Differential repression of alternative transcripts: a screen for miRNA targets

Alternative polyadenylation sites produce transcript isoforms with 3′ untranslated regions (UTRs) of different lengths. If a microRNA (miRNA) target is present in the UTR, then only those target-containing isoforms should be sensitive to control by a cognate miRNA. We carried out a systematic examination of 3′ UTRs containing multiple poly(A) sites and putative miRNA targets. Based on expressed sequence tag (EST) counts and EST library information, we observed that levels of isoforms containing targets for miR-1 or miR-124, two miRNAs causing downregulation of transcript levels, were reduced in tissues expressing the corresponding miRNA. This analysis was repeated for all conserved 7-mers in 3′ UTRs, resulting in a selection of 312 motifs. We show that this set is significantly enriched in known miRNA targets and mRNA-destabilizing elements, which validates our initial hypothesis. We scanned the human genome for possible cognate miRNAs and identified phylogenetically conserved precursors matching our motifs. This analysis can help identify target-miRNA couples that went undetected in previous screens, but it may also reveal targets for other types of regulatory factors.

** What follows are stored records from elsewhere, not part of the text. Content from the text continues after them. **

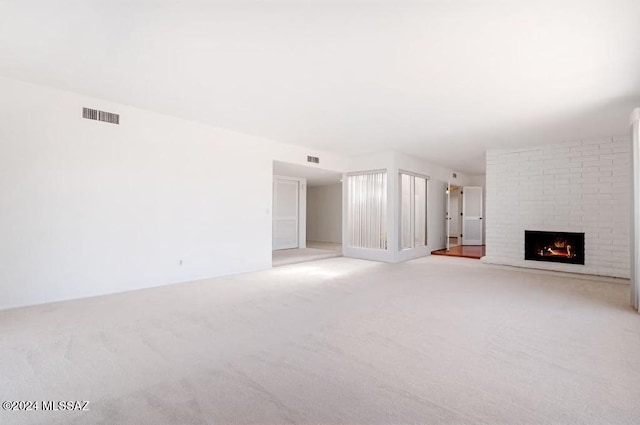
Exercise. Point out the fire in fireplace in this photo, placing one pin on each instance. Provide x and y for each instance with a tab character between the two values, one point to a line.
560	247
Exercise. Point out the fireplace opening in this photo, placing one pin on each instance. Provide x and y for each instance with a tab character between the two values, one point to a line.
559	247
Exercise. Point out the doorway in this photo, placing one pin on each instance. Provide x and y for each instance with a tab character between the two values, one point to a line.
464	222
307	213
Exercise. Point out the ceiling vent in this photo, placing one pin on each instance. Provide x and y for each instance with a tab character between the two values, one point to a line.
94	114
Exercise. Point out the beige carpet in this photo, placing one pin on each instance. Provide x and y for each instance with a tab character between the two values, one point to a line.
435	341
313	252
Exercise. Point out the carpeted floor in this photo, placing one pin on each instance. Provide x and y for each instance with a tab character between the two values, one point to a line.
438	340
314	251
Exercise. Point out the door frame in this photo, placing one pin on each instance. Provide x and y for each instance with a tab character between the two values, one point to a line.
302	209
479	218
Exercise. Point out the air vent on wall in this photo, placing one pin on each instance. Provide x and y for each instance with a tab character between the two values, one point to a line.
94	114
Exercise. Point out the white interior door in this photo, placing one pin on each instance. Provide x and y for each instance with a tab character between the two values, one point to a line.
448	214
285	213
472	215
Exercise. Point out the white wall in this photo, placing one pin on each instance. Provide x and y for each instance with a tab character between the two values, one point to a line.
582	186
90	208
324	213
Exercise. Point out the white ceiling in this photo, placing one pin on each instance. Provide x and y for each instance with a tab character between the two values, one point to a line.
314	176
443	80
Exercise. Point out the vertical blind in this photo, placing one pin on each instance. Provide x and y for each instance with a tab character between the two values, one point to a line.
367	210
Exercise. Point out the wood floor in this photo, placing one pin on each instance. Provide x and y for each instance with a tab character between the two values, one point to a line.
466	251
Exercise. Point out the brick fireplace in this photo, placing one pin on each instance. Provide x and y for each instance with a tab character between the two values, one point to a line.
581	187
557	247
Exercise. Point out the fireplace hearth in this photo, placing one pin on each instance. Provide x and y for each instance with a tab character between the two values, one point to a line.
558	247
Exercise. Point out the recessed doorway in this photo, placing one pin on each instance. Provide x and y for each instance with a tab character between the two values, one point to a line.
307	214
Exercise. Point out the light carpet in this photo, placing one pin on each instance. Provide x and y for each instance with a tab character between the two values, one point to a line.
437	340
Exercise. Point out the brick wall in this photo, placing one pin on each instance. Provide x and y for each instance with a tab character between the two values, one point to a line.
582	186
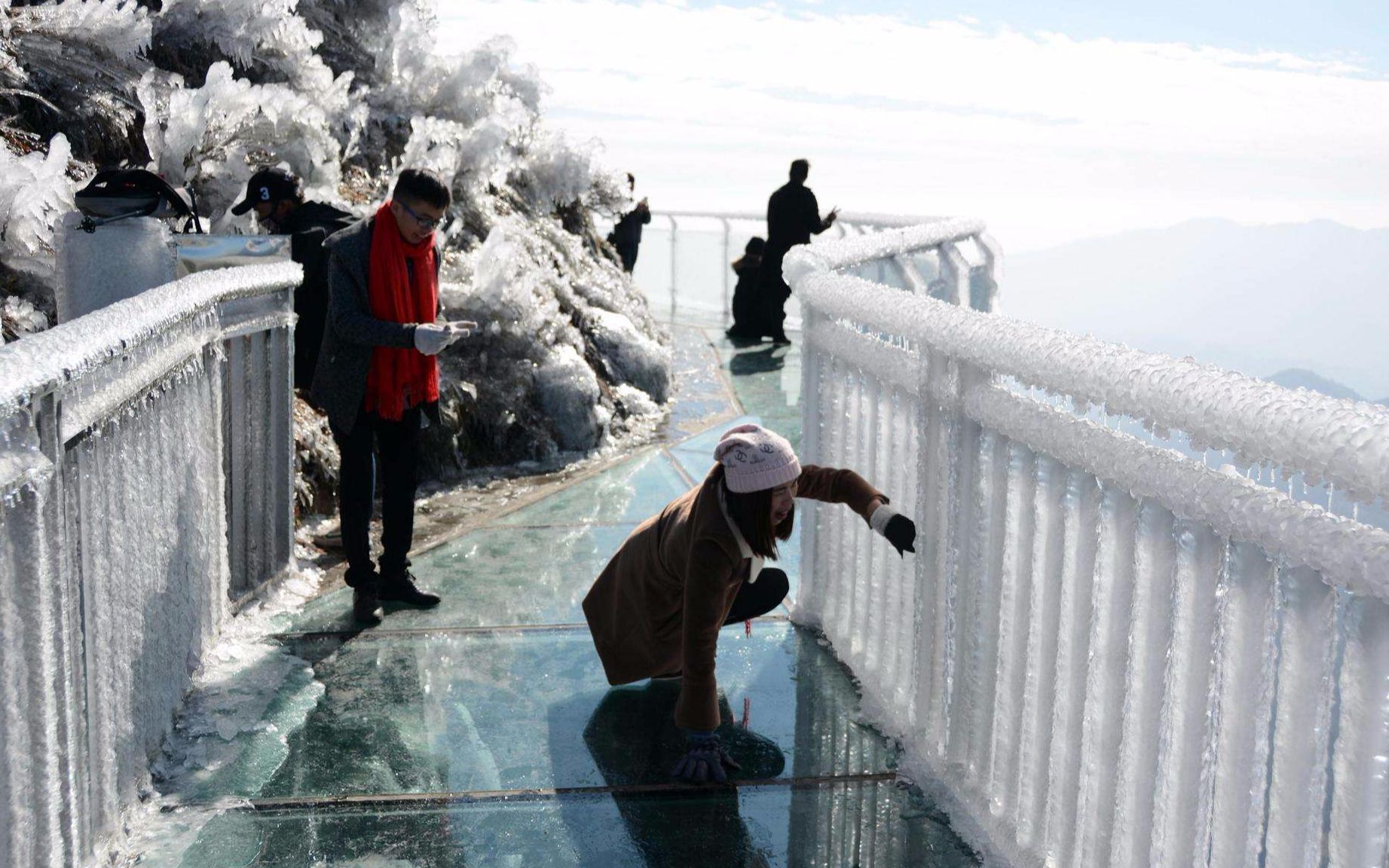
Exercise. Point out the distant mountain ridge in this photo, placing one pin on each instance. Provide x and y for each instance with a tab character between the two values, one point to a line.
1298	296
1302	378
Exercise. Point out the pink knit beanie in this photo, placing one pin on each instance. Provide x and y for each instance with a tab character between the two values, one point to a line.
756	459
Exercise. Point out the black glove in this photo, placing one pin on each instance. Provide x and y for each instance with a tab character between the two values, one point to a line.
902	533
705	761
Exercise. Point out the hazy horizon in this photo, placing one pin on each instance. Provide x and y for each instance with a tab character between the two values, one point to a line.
1052	125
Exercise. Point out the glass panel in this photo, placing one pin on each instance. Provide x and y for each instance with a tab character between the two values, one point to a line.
868	824
496	576
531	708
629	492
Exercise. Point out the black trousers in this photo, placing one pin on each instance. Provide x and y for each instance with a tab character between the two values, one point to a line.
759	598
396	446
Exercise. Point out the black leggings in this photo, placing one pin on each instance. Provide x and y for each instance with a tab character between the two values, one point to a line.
392	448
759	598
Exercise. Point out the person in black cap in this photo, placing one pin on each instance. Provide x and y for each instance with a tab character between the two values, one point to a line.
745	295
792	217
627	234
278	200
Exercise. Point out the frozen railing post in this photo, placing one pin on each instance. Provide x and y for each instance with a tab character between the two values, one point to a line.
133	439
1106	652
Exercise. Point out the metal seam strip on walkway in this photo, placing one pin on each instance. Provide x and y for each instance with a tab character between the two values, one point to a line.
430	631
377	800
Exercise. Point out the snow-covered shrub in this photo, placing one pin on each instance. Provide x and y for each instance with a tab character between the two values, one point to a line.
71	69
317	461
206	136
568	395
18	319
246	32
34	194
556	173
346	95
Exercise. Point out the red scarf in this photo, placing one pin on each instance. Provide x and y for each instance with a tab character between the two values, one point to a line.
400	378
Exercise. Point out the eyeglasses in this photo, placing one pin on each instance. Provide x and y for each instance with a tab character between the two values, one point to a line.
427	224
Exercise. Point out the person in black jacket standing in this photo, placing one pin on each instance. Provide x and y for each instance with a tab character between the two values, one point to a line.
627	234
792	217
378	378
278	200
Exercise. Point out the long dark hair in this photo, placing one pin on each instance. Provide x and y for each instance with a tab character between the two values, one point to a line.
751	513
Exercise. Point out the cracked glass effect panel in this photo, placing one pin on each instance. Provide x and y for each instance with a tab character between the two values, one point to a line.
861	823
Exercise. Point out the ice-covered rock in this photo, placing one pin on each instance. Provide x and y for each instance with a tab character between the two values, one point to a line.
346	95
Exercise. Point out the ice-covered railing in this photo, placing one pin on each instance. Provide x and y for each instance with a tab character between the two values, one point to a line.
145	478
1105	653
684	264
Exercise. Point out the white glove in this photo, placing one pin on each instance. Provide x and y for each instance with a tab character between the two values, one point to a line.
431	339
880	518
461	328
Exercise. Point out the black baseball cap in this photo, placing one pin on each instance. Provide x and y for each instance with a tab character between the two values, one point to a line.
267	185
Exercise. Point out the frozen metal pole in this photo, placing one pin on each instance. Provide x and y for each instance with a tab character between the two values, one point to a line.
727	268
674	234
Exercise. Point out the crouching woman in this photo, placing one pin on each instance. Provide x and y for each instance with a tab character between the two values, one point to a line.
698	566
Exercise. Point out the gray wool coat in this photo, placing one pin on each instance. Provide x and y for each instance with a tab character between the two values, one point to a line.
350	332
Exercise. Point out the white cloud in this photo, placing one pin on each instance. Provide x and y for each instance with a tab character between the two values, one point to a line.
1045	136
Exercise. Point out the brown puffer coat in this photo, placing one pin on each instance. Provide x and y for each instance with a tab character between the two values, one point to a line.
659	604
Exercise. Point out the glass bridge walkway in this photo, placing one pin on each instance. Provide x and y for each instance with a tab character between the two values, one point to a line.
482	732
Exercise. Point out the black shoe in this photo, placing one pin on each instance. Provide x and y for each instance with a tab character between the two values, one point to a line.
400	588
364	604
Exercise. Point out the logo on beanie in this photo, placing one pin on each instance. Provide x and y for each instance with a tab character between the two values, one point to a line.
745	457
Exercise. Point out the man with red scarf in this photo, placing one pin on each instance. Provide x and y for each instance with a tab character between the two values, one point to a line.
378	380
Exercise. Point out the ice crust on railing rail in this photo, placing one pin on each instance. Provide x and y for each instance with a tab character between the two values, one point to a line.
1342	442
1346	553
858	219
853	250
39	362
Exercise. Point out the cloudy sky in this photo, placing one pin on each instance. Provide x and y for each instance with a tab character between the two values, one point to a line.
1052	121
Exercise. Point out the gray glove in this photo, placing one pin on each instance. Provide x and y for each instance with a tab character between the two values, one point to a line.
431	339
705	761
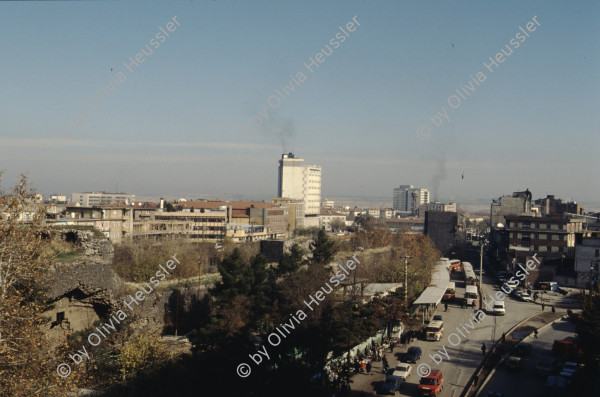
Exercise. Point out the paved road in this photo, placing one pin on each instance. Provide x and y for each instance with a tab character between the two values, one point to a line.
463	358
526	383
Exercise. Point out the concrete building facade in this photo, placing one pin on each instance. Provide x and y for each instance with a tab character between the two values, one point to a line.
101	198
297	181
408	198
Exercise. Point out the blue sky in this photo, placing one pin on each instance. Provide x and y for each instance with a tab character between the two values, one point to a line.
173	127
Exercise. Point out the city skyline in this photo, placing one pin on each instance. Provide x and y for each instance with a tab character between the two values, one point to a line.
182	120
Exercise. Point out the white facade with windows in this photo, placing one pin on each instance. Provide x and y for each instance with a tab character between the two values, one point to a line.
297	181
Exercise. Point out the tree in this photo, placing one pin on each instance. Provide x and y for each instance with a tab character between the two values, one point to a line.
323	249
290	262
26	364
139	355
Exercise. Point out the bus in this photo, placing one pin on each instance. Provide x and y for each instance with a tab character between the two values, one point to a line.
450	293
470	278
471	295
434	330
455	266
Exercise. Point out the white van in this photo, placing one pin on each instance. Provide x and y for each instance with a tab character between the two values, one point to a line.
499	308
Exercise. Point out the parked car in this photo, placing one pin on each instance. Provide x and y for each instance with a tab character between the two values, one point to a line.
413	354
432	384
498	308
522	350
402	370
391	385
571	367
515	363
546	366
556	385
512	284
524	296
567	348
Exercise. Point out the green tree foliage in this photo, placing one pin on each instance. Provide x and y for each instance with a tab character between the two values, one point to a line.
290	262
323	249
589	329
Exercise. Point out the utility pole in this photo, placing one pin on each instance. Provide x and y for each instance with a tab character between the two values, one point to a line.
406	258
481	273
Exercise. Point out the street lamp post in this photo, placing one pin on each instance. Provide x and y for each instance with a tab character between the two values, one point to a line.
406	258
481	273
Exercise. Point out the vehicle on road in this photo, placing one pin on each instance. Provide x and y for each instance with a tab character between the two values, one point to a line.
515	363
556	385
470	278
391	385
546	366
402	370
567	348
471	295
434	330
524	296
455	266
512	284
571	367
432	384
522	350
498	309
450	293
413	354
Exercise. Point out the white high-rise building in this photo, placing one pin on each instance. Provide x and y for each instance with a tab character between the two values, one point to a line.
408	198
297	181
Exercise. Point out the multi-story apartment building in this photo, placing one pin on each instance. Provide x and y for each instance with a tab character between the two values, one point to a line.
517	204
327	216
553	206
587	259
295	212
545	235
436	206
408	198
101	198
297	181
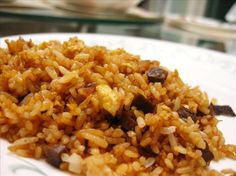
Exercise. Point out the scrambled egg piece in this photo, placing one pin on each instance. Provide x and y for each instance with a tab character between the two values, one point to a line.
109	98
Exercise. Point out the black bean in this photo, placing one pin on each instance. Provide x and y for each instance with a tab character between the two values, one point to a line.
146	151
111	119
90	85
127	120
184	113
141	103
207	155
156	74
225	110
53	154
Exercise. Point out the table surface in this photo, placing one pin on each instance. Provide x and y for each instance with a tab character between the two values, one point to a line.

Synopsis MicroRNAs (miRNAs) are short RNA molecules that recognize specific target sequences in the 3′ region of mRNAs. These miRNAs can then specifically keep the mRNAs from being expressed, or translated into proteins. In this article, the authors ask what happens when a targeted mRNA has several forms differing by their 3′ regions. Such 3′ variations are very common. If two or more variations are present in a single mRNA, the result is two or more mRNAs with 3′ ends of different lengths. If an miRNA target is located between the two sites of variability, the shorter transcript should be target free and should escape miRNA-mediated inhibition, while longer transcripts should be inhibited. To test this hypothesis, the authors looked at mRNAs that had these variable 3′ ends. Variants containing targets for certain miRNAs appeared to be specifically underrepresented in tissues where these particular miRNAs are found. This principle was used to find other sequence patterns in 3′ regions that had a similar effect, and a list of 312 significant patterns was obtained. The authors then scanned genome sequences and identified possible cognate miRNAs for these patterns. This new knowledge will help further an understanding of how genes are controlled.